A linear free-energy relationship for the prediction of metal ion complexing properties in hybrid carbon-based scavengers

Abstract

A novel and straightforward approach to accurately predict, through direct potentiometric measurements, the complexing properties and adsorption capacity of novel carbon-based hybrid scavengers toward particular metal ions is described. This innovative approach establishes a linear free-energy relationship (LFER) between the complexing properties of the free-complexing function in solution and the complexing retention capacity of the functionalized carbon-based hybrid material (complexing function supported). In particular, we report the first detailed study concerning the metal ion complexing properties, as well as the complexing mechanisms involved in covalently-bonded carbon-supported hyperbranched polyethyleneimines, towards a series of metal ions of environmental and technical interest, such as Mn2+, Cd2+, Hg2+, Pd2+ and Cr3+. The study based on adsorption isotherm measurements and potentiometric studies of non-bonded hyperbranched polyethyleneimines (HBPEIs) (free in solution) and carbon-supported HBPEI (hybrid material, C-PEI) revealed that bonded HBPEI molecules fully define and control the metal ion complexing abilities of C-PEI, while the carbon structure acts only as a solid support.

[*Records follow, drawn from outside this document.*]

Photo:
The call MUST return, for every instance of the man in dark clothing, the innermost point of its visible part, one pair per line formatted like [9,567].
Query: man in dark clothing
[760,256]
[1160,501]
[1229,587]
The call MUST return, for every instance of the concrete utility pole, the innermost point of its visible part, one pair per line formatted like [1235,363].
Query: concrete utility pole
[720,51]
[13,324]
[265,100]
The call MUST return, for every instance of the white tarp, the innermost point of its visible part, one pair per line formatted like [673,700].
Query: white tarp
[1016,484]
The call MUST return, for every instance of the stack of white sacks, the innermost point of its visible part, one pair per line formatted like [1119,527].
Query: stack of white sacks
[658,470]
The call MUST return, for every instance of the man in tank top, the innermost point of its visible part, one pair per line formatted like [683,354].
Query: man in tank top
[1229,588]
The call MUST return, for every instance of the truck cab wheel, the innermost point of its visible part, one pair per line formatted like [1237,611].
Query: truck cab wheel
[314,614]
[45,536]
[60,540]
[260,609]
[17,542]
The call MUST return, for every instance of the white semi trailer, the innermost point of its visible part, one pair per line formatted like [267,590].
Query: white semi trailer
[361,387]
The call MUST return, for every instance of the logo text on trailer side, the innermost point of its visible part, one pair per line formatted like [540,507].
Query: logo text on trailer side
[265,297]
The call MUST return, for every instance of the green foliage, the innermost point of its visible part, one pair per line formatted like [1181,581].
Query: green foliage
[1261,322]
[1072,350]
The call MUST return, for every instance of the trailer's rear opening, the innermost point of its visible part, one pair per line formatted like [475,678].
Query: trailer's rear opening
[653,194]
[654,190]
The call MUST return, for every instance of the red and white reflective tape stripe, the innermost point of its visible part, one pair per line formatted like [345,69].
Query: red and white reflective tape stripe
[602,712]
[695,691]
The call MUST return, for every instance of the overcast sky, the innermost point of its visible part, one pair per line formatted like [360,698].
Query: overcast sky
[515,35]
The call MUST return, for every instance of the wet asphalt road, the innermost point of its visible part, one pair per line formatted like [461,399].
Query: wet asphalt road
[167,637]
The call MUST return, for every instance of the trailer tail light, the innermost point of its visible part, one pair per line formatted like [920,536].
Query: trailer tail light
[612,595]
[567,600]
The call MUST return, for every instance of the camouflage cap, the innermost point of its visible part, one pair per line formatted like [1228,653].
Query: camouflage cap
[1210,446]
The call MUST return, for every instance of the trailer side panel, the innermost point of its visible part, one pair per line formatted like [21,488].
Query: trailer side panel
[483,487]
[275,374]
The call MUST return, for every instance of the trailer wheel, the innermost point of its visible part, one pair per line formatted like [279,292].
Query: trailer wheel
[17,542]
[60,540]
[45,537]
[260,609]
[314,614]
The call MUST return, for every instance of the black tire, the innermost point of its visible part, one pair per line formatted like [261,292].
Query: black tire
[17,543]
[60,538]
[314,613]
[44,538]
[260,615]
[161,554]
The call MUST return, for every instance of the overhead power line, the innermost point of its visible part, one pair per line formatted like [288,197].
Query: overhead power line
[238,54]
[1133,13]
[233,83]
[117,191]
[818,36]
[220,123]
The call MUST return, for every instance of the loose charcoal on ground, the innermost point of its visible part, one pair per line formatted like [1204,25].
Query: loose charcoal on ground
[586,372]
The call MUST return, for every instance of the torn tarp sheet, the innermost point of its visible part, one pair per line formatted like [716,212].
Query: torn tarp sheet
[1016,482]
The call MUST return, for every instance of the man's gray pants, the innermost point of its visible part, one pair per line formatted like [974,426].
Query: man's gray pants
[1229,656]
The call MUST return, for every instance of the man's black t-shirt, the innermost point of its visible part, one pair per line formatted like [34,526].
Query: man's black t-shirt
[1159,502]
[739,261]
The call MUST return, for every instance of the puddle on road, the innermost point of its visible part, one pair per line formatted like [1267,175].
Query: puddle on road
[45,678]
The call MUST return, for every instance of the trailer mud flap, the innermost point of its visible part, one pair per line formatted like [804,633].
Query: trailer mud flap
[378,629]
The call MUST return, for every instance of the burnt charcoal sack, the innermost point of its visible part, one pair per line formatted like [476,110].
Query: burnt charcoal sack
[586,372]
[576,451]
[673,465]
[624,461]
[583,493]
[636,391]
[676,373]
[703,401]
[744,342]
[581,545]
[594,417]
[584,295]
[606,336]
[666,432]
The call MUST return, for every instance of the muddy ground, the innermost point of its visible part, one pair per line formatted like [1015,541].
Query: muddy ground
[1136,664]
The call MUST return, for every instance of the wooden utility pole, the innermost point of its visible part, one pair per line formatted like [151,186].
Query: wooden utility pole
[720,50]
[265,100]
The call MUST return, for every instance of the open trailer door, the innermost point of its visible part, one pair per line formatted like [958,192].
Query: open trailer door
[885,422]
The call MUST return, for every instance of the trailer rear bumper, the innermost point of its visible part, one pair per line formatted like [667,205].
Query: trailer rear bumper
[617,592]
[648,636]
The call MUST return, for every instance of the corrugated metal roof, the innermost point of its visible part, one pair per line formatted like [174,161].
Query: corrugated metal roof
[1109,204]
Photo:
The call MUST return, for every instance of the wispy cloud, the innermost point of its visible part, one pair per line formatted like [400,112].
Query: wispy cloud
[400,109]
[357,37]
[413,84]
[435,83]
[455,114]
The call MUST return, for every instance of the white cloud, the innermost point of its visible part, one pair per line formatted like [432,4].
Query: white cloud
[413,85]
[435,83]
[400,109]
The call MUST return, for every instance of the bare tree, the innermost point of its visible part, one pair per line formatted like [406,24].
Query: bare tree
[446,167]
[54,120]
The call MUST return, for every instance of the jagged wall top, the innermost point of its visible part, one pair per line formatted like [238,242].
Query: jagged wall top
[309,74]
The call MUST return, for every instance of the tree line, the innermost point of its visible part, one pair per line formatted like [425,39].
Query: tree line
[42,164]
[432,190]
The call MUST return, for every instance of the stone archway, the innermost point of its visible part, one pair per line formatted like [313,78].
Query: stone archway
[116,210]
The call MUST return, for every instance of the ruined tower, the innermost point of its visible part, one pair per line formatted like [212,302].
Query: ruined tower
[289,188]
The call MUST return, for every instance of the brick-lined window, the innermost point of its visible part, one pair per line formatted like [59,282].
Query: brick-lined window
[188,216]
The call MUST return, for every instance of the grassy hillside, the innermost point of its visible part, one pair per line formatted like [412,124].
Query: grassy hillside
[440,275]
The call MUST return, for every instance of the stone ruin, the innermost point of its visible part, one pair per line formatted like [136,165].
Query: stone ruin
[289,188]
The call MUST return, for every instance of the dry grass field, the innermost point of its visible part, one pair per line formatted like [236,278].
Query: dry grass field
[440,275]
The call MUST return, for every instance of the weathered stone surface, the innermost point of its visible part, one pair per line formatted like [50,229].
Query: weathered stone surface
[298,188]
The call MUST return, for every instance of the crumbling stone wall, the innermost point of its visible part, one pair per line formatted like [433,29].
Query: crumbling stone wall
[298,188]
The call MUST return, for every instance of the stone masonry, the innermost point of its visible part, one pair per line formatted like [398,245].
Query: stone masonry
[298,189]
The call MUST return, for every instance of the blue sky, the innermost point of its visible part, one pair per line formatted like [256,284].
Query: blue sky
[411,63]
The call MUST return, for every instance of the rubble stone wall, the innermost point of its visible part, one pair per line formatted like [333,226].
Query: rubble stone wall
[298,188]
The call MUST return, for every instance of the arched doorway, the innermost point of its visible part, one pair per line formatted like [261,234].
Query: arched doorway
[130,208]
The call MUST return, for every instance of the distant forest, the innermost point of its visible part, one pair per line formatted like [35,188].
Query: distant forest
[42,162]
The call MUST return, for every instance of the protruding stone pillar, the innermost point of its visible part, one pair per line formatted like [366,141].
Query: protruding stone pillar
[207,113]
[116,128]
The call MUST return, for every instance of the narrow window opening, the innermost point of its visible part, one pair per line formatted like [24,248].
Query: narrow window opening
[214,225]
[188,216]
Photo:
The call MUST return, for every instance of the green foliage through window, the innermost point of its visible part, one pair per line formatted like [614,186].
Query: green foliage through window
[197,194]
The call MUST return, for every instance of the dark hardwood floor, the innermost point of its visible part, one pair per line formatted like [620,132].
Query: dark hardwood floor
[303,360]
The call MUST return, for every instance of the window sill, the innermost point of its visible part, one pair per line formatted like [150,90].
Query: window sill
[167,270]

These results corroborate the prevalence of a reliable linear free-energy relationship (LFER) between the retention capacities of the hybrid material (C-PEI) and the complexing properties of free HBPEI in solution, which supposes a novel approach to easily predict the metal ion complexing properties of carbon-based hybrid materials, through a simple potentiometric titration analysis of the free complexing ligand in solution. This approach has the potential to predict retention capacities of solid materials (actual or proposed) exhibiting surfaces functionalized with HPBEI.